The first was a young woman who, earlier that day, was subjected to a sexual assault by her partner. Despite experiencing such an awful ordeal, one of the woman's principal anxieties was about money.
With the partner now gone, she realised it will take the DWP weeks to adjust her benefits and having no family living locally, she had no idea where she would find money for food and to pay her payday lender.
In a humane society the victim of such an assault would not have to contend with these worries. But where's the humanity in Iain Duncan Smith's benefits regime?
The second was a resident in a private care home that claims to specialise in accommodating people with mental health problems.
That afternoon the man had got drunk and become troublesome to staff and was sent to hospital in an ambulance, with a request for a mental state assessment.
By the time I spoke to him he had sobered up and calmed down. His behaviour was not the product of mental illness - he is unhappy living in the care home and wishes to live independently.
This is not an issue a crisis worker can address at two in the morning. All I could do was to suggest that he returns to the care home and asks to see his social worker to discuss his placement in the morning.
The care home staff initially refused to take this man back. The A&E sister had to argue with them over the telephone for almost an hour before they relented.
The home charges the local authority £1,200 a week to provide "specialist care" for this man.
Private care homes regularly dump residents they find difficult to manage onto local NHS hospitals and then try to walk away from their duty of care.
I don't actually blame staff in these homes. They're often paid the minimum wage and with minimal staffing levels.
I can understand why they seek to remove individuals who display challenging behaviours.
What makes my blood boil are the owners, who charge the NHS and local councils huge sums of money for services they clearly cannot deliver.

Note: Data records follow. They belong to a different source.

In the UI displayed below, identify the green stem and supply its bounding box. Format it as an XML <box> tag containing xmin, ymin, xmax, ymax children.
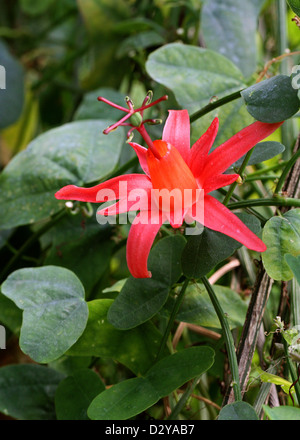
<box><xmin>245</xmin><ymin>174</ymin><xmax>278</xmax><ymax>182</ymax></box>
<box><xmin>156</xmin><ymin>278</ymin><xmax>189</xmax><ymax>360</ymax></box>
<box><xmin>282</xmin><ymin>338</ymin><xmax>300</xmax><ymax>405</ymax></box>
<box><xmin>276</xmin><ymin>0</ymin><xmax>296</xmax><ymax>159</ymax></box>
<box><xmin>201</xmin><ymin>277</ymin><xmax>242</xmax><ymax>401</ymax></box>
<box><xmin>249</xmin><ymin>161</ymin><xmax>287</xmax><ymax>177</ymax></box>
<box><xmin>217</xmin><ymin>188</ymin><xmax>269</xmax><ymax>224</ymax></box>
<box><xmin>274</xmin><ymin>149</ymin><xmax>300</xmax><ymax>194</ymax></box>
<box><xmin>223</xmin><ymin>148</ymin><xmax>253</xmax><ymax>205</ymax></box>
<box><xmin>190</xmin><ymin>90</ymin><xmax>242</xmax><ymax>123</ymax></box>
<box><xmin>167</xmin><ymin>377</ymin><xmax>199</xmax><ymax>420</ymax></box>
<box><xmin>227</xmin><ymin>197</ymin><xmax>300</xmax><ymax>209</ymax></box>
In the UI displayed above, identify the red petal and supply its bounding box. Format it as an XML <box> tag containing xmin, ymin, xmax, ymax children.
<box><xmin>162</xmin><ymin>110</ymin><xmax>190</xmax><ymax>162</ymax></box>
<box><xmin>97</xmin><ymin>188</ymin><xmax>151</xmax><ymax>216</ymax></box>
<box><xmin>194</xmin><ymin>195</ymin><xmax>267</xmax><ymax>252</ymax></box>
<box><xmin>126</xmin><ymin>212</ymin><xmax>163</xmax><ymax>278</ymax></box>
<box><xmin>129</xmin><ymin>142</ymin><xmax>150</xmax><ymax>176</ymax></box>
<box><xmin>189</xmin><ymin>118</ymin><xmax>219</xmax><ymax>178</ymax></box>
<box><xmin>201</xmin><ymin>121</ymin><xmax>283</xmax><ymax>179</ymax></box>
<box><xmin>203</xmin><ymin>174</ymin><xmax>239</xmax><ymax>194</ymax></box>
<box><xmin>55</xmin><ymin>174</ymin><xmax>152</xmax><ymax>203</ymax></box>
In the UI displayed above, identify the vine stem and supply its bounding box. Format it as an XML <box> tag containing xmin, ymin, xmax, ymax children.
<box><xmin>223</xmin><ymin>148</ymin><xmax>253</xmax><ymax>206</ymax></box>
<box><xmin>201</xmin><ymin>277</ymin><xmax>242</xmax><ymax>401</ymax></box>
<box><xmin>274</xmin><ymin>149</ymin><xmax>300</xmax><ymax>194</ymax></box>
<box><xmin>190</xmin><ymin>90</ymin><xmax>242</xmax><ymax>123</ymax></box>
<box><xmin>156</xmin><ymin>278</ymin><xmax>189</xmax><ymax>360</ymax></box>
<box><xmin>227</xmin><ymin>197</ymin><xmax>300</xmax><ymax>209</ymax></box>
<box><xmin>282</xmin><ymin>338</ymin><xmax>300</xmax><ymax>404</ymax></box>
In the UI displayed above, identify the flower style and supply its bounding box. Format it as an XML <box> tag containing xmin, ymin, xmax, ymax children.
<box><xmin>55</xmin><ymin>99</ymin><xmax>281</xmax><ymax>278</ymax></box>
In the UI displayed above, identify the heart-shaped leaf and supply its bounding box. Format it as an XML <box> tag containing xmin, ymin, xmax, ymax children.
<box><xmin>2</xmin><ymin>266</ymin><xmax>88</xmax><ymax>363</ymax></box>
<box><xmin>88</xmin><ymin>347</ymin><xmax>214</xmax><ymax>420</ymax></box>
<box><xmin>218</xmin><ymin>402</ymin><xmax>258</xmax><ymax>420</ymax></box>
<box><xmin>241</xmin><ymin>75</ymin><xmax>300</xmax><ymax>123</ymax></box>
<box><xmin>0</xmin><ymin>364</ymin><xmax>64</xmax><ymax>420</ymax></box>
<box><xmin>108</xmin><ymin>235</ymin><xmax>186</xmax><ymax>330</ymax></box>
<box><xmin>0</xmin><ymin>120</ymin><xmax>124</xmax><ymax>229</ymax></box>
<box><xmin>262</xmin><ymin>209</ymin><xmax>300</xmax><ymax>281</ymax></box>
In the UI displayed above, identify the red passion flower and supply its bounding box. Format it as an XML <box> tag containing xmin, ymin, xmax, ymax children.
<box><xmin>55</xmin><ymin>110</ymin><xmax>281</xmax><ymax>278</ymax></box>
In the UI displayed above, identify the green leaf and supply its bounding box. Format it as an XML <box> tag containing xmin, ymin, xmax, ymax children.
<box><xmin>55</xmin><ymin>369</ymin><xmax>105</xmax><ymax>420</ymax></box>
<box><xmin>0</xmin><ymin>40</ymin><xmax>24</xmax><ymax>129</ymax></box>
<box><xmin>0</xmin><ymin>364</ymin><xmax>64</xmax><ymax>420</ymax></box>
<box><xmin>108</xmin><ymin>235</ymin><xmax>186</xmax><ymax>330</ymax></box>
<box><xmin>218</xmin><ymin>402</ymin><xmax>258</xmax><ymax>420</ymax></box>
<box><xmin>241</xmin><ymin>75</ymin><xmax>300</xmax><ymax>123</ymax></box>
<box><xmin>177</xmin><ymin>283</ymin><xmax>247</xmax><ymax>329</ymax></box>
<box><xmin>88</xmin><ymin>347</ymin><xmax>214</xmax><ymax>420</ymax></box>
<box><xmin>263</xmin><ymin>405</ymin><xmax>300</xmax><ymax>421</ymax></box>
<box><xmin>146</xmin><ymin>43</ymin><xmax>253</xmax><ymax>145</ymax></box>
<box><xmin>230</xmin><ymin>141</ymin><xmax>285</xmax><ymax>168</ymax></box>
<box><xmin>0</xmin><ymin>120</ymin><xmax>124</xmax><ymax>229</ymax></box>
<box><xmin>20</xmin><ymin>0</ymin><xmax>54</xmax><ymax>16</ymax></box>
<box><xmin>287</xmin><ymin>0</ymin><xmax>300</xmax><ymax>17</ymax></box>
<box><xmin>2</xmin><ymin>266</ymin><xmax>88</xmax><ymax>363</ymax></box>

The final assessment was with a woman who had taken an overdose. On benefits and with two teenage sons, she cannot afford to buy her boys new shoes. In a moment of despair she saw suicide as the only way out.
She was tearful and contrite when I spoke to her, ashamed of her actions. Beyond showing compassion, there was little I could actually do for her. The NHS does not have a cure for poverty.
It was a fairly typical night for a mental health crisis team working in Cameron's Britain. We see some people whose difficulties are due to mental illness but for the most part our client group are victims of an inflexible benefits system, of private providers that attempt to shirk their duties of care and of poverty.
Rain fills the sky as I leave the hospital to return to my base. The heavy grey clouds matched my mood.
Back at the office I revive my spirits with coffee and a cigarette. I "officially" gave up smoking six years ago but caffeine and nicotine are the only things keeping me going throughout a night shift.
Like many health professionals, the stresses of the job make me a lousy poster boy for healthy living.
Another typical night and typically I am angry. It's a cold rage that I feel, but a rage of empowerment which steels my determination to fight for socialism and to win the day when the stories I heard tonight become distant memories of a cruel and defeated past.